The idea of a Gesamtkunstwerk or “total work of art” refers to an orchestrated experience in which different areas of the senses mingle together and heighten the joys of everyday life. From the mid-nineteenth century to the present day, this idea has informed everything from Opera to the layout of grocery stores. It’s all “In The Details.”
We recently sat down with Stacey Howlett, general manager of Hotel Ignacio, in order to find out the ways that she integrates music into the overall guest experience.
She believes that “hotels are interesting, because they can quickly impact each one of our senses. The physical design speaks to our sense of sight and touch, the music to our hearing, and the restaurant component to our sense of smell and taste.” Howlett’s goal is to link these sensory stimuli in a harmonious fashion to contribute to the Ignacio’s projection of a unified and unique experience. Since it opened in April 2011, the Ignacio has become a premier destination for both its quality lodgings and its approach to integrating art, music, and architecture.

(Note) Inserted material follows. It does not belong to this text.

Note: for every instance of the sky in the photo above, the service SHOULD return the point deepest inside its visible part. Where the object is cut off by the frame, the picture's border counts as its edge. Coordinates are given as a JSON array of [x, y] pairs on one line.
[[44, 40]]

Enhancing client usage without being invasive is a sign of successful music design integration. Howlett’s convern with this matter places her work at the forefront of this emerging industry. Moreover, her attention to the details and demands of different spaces on the hotel property inform her choices of music.
As she makes clear, music always exists in a space and the two properties of experience can play off each other in a manner that enhances guests’ experiences. For instance, for a restful spa experience you would not have overbearing, jarring music. Yet, as Howlett is quick to point out, not all spaces are immediately associable to certain kinds of music. At this stage, it is crucial for a skilled designer to learn the uses of space and compose a compatible music experience that can meet those unique demands.
Successful design remains focused on the big picture and doesn’t fall victim to granular thinking. The optimum technique to creating a brand experience lies in successful orchestration that presents harmony to guests. Howlett explains that within this framework, the best implementation of music design lies more in composing an experience into which individuals enter, rather than attempting to meet the needs of every single individual, and thus losing sight of the big picture. She makes the crucial point in our interview that music design is not simply a gloss that one can overlay after a project in finished – but instead a key component of the design itself.
Orchid: Music is very human in the emotion and feeling it can bring to a space. At what point in your projects do you begin to think about the music you will play?
Stacey: Music is such an integral piece of the overall feel that my preference would be to incorporate music design at the same time, or soon after the concept is conceived. In the case of Hotel Ignacio, I became involved a year into the project. I knew I wanted to change the music the first time I stepped into the lobby.
Orchid: How do you decide where in your hotel music will be played?
Stacey: Walking the property, both inside and out, gives me a good feel of where we need to consider music. We also consider how our guests are going to use different spaces in the hotel. We want to enhance their experience without invading their space.
Howlett’s concern with this matter places her work at the forefront of this emerging industry. Moreover, her attention to the details and demands of different spaces on the hotel property inform her choices of music.
Orchid: Is there a methodology to deciding what music you will play?
Stacey: This is where hiring a professional is so important. Some spaces already have a “feel.” A spa would be a good example of a space where you know the music should be serene and relaxed. Most people visiting a spa are looking for that calming atmosphere and in this case the music can be implemented fairly quickly. In a hotel, different guests use the space differently. Some want a place to work, while others want a place to gather. Figuring out what works for the space and the guests can be a bit more challenging. A music designer can really help in identifying what works for both.
Orchid: What is the importance of music in your projects?
Stacey: I like to constantly be surrounded by sound. When spaces are silent, I get the feeling that something is wrong. And if I hear a song that is completely not right in a situation, it drives me crazy. Needless to say, I think music is as important as the physical design of a property.
Orchid: Can you share with us your most memorable moment where music impacted you emotionally?
Stacey: I actually had a really tough time convincing the employees that changing the music in the hotel to fit the space was a good idea and even possible. It took a bit of trial and error to get the music to where it sounded and felt right. Not too long ago, several of the staff were at the front desk and a song started to play. One person started to snap, the next started to hum, one started to sing and the next thing you know they were dancing and singing. That’s when I knew that the music goal was achieved.